The relationship between CA19-9, tumor size, and survival group was not statistically significant for intermediate-size tumors. While the scope of the analysis does not allow for more than speculation, we nevertheless provide a hypothesis that might explain this result. We hypothesized that for this group, this relationship is distorted by high heterogeneity in other variables that directly influence one of CA19-9, tumor size, or survival. For example, the tumor mass-effect, surgical approach, or complexity of dissection is likely to have high heterogeneity in intermediate-size rather than either end of the size spectrum. Similarly, the lead time to diagnosis and subsequently lymph nodes involvement or occult distance metastasis is likely more heterogenous in this group than small tumors that are more uniformly early detected or large tumors that are more uniformly detected late. Finally, smaller number of patients also likely limits the effect size more in a middle group rather than the extremes.
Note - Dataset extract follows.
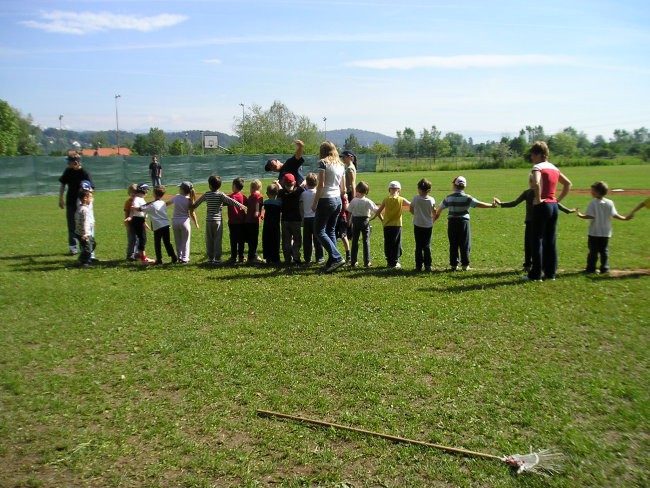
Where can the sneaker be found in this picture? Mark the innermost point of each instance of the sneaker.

This study is limited by its retrospective nature of patients who were offered a therapeutic resection and the fact that it includes a highly selective cohort of patients from a single center. A particular limitation that pertains to the tertiary nature of our institution is the limited information regarding the perioperative chemotherapy for those whom their local oncologist managed. This precluded the assertion of receiving adjuvant chemotherapy for many patients, who were excluded, and limited the available details of the neoadjuvant treatment regimen for those who received it. Stratification of this selective cohort based on tumor size requires dividing the small cohort into further groups, limiting the number of variables that can be included in the multivariable analysis. FOLFIRINOX and preoperative CA19-9 response to neoadjuvant treatment are examples of such variables. Additionally, some of the CA19-9 levels in this study were obtained in patients with elevated bilirubin; however, introducing total bilirubin as a covariate in the multivariable analysis did not change the results. We were also not able to utilize imaging for all the tumors to determine the size; however, we found a good correlation between tumor size on pathology and imaging reports. Finally, this analysis does not apply to patients’ Lewis blood group of Lea-b-, or the non-secretors.[15, 16] Despite these limitations, the results of this study suggest an important benefit in analyzing CA19-9 levels in the context of tumor size rather than attempting to identify a single clinically meaningful “cutoff value.”